Two Taquerias, One Bad Decision
Restaurants, in particular, are in need of creative names that reflect their offerings so that potential customers know what they serve. One Mexican-style eatery in San Francisco thought they had devised such a sobriquet, but ended up biting off more than they could chew.
In its first week of operation, the restaurant had to change its name, Bandidos, due to objections from the Mexican-American community as bandido refers to an outlaw, or bandit, and is seen as defamatory by those of Mexican heritage.
Those who were unhappy with the establishment’s choice sounded off on its Facebook page with a plethora of comments.
Shortly thereafter, the company’s owners, Jesse Woodward and Dana Gleim, took to social media to explain that they had not intended to offend or demean anyone and would be changing the name of the eatery to ‘Hecho’, which means ‘made’, as in ‘made in Mexico’.
In Arizona, another Mexican-style restaurant owner came under fire from a student group, Movimento Estudiantil Chicana/o de Aztlan, for its name, ‘Illegal Pete’s’.

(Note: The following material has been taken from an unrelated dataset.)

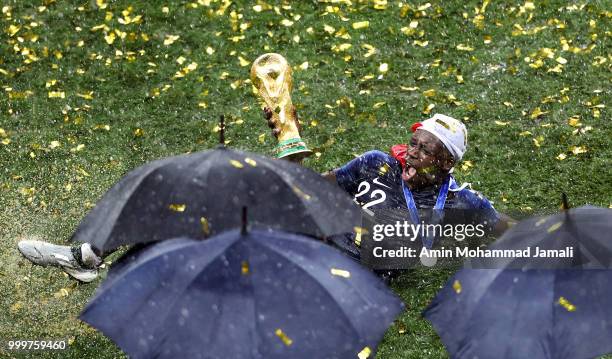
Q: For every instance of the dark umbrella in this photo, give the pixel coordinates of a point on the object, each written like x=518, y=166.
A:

The body of students wrote a letter to the eatery’s owner, urging him to change the name and informing him of the chain’s offensive nature. Additionally, a change.org petition was started to have the restaurant change its name or be banned from conducting business in Tucson, Arizona.

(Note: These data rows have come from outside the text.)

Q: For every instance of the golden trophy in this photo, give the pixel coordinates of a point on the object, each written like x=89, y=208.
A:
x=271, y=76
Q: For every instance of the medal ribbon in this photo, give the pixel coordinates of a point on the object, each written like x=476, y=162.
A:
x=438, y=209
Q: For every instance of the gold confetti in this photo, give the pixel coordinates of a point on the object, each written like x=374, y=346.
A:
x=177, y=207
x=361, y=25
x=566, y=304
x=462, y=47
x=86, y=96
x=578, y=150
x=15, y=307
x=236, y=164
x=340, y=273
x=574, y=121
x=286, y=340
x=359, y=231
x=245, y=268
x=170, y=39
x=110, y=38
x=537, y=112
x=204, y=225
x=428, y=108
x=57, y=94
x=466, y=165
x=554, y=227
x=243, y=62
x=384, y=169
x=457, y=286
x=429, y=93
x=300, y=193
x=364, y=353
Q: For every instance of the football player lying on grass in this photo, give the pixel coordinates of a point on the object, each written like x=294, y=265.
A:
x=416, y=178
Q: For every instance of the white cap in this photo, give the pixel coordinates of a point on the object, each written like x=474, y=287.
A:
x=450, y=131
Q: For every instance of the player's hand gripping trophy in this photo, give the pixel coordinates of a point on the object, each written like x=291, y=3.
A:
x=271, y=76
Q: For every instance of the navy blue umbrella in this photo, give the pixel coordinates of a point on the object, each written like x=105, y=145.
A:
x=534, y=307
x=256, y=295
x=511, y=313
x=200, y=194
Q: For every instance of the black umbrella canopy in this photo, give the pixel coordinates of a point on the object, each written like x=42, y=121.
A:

Despite the fact that Illegal Pete’s had been operating in Boulder, Colorado since 1995, the owner heard the complaints of the people, yet elected not to change the name because of the personal history that it holds for him. The owner, Pete, even went as far as to dedicate a page of the Illegal Pete’s website to explaining the controversy and the history behind the name.
The lesson here is that when choosing a brand name, it is best to stray from titles that could be construed as culturally insensitive.
Despite these poor naming decisions, there have been several instances when it was not the company’s fault for owning a bad brand label; time had merely turned the tables on them.
Back in the 1970’s and early 80’s, a hot, ‘appetite-suppressing’ candy was sold all over the U.S. It came in various flavours and was a smash hit success as one of the most sought after weight-loss products on the market in the 70’s. The name of the candy was Ayds. Yes, Ayds.
In 1981 when AIDS began to enter public consciousness, company CEO, Robert Berglass, thought that it was a small enough incident to be inconsequential to the brand’s wellbeing.
Fast forward to 1987, when the AIDS epidemic was in full swing, Mr. Berglass had changed his tune, stating, “Obviously, with a name like Ayds, we’ll have to do some re-marketing”.
The company devised a solution to save the company’s reputation by renaming the product to Diet Ayds.
The plan was obviously half-baked and shortly thereafter, the company crumbled into obscurity.
A similar fate befell another popular chocolate delight that had been in production since 1923. All had been going well for the oganisation until a terrorist group that shared a name with the sweet treat began to emerge. That group (and the candy), is of course, Isis.
Because of the damaging effects of the unintended association with the group, the company opted to drop the name in late 2014 for something more favourable; Libeert.
While forsaking a recognised brand name can often result in devastation for a corporation, in this instance, there was nothing that could be done and it did ultimately work out for the better.
Creating a brand identity and choosing a brand name is important. What is more important, however, is public perception of your business. If an organisation decides to go forth with a name that is unknowingly offensive, derogatory, or distasteful, the owners are likely to hear about it from the community. They will make their voices heard, not only through outlets like social media, but with their wallets as well.